Mohamed Lahouaiej Bouhlel n’avait de musulman que le prénom. Il ne respectait aucune des prescriptions canoniques de l’Islam, que ce soit la prière, le jeûne, la charité ou le pèlerinage. Sa consommation d’alcool était apparemment problématique. Le tueur de Nice ne s’est donc pas « radicalisé » dans l’Islam, il s’est converti à la secte jihadiste. Converti comme des centaines d’autres Françaises ou Français, dont Daech se charge de déconstruire l’éventuel bagage culturel et religieux pour y substituer le credo de la secte.

C’est en 1987 que Bruno Etienne, avec son livre « L’Islamisme radical », popularise une catégorie au fond fourre-tout de « radicalité » : s’agit-il d’appliquer l’Islam à la racine, dans une forme de fondamentalisme, ou bien de tirer d’une religion un programme d’action politique ? Les recherches ultérieures et l’évolution des pays arabo-musulmans ont clarifié la distinction entre l’Islam politique, d’une part, et le salafisme de type littéraliste, d’autre part.

L’invasion du Koweit par l’Iraq de Saddam Hussein en 1990 et l’appel saoudien à une intervention des Etats-Unis pour l’en chasser clive jusqu’à aujourd’hui le champ islamiste : les tenants de l’Islam politique, au premier rang desquels les Frères musulmans, fustigent alors le recours à Washington, tandis que les salafistes se rallient à leurs parrains du Golfe et en sont généreusement récompensés. Mais un troisième courant, ultra-minoritaire, condamnant les uns et les autres, prône un jihad révolutionnaire à l’encontre des régimes en place.

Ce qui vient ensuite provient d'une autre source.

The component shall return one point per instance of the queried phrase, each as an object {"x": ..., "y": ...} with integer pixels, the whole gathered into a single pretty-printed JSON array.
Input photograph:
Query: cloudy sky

Ce jihadisme a donc pour priorité la prise du pouvoir dans les pays arabes. Il devient « global » en faisant de la planète entière une « terre de jihad », alors que quatorze siècles de pratique islamique avaient ancré le jihad dans un territoire précis à conquérir ou à défendre. Cette mutation s’opère en Afghanistan, avant que ce « jihad global » ne se leste d’un message apocalyptique sur les terres d’accomplissement des prophéties que sont l’Irak, et plus encore la Syrie.

On voit combien l’expression d’« islamisme radical » rend mal compte de la réalité de la secte jihadiste, qui divise le monde en cinq catégories : les « Musulmans », terme réservé aux seuls membres de la secte, les « Apostats », soit tous les Sunnites, les « Hérétiques », soit les Chiites et autres familles de l’Islam, et enfin « les Juifs et les Croisés ». C’est bien pourquoi les Musulmans, et avant tout les Sunnites, sont partout en première ligne face aux sectateurs de Daech qui leur dénient leur identité même de Musulmans.

Le choix des termes justes va de pair avec la définition des alliances stratégiques dans ce combat de longue haleine contre le monstre jihadiste.

source

Jean-Pierre Filiu est professeur des universités en histoire du Moyen-Orient contemporain à Sciences Po (Paris). Il a aussi été professeur invité dans les universités de Columbia (New York) et de Georgetown (Washington). Ses travaux sur le monde arabo-musulman ont été diffusés dans une douzaine de langues.
Jean-Pierre Filiu est professeur des universités en histoire du Moyen-Orient contemporain à Sciences Po (Paris). Il a aussi été professeur invité dans les universités de Columbia (New York) et de Georgetown (Washington). Ses travaux sur le monde arabo-musulman ont été diffusés dans une douzaine de langues.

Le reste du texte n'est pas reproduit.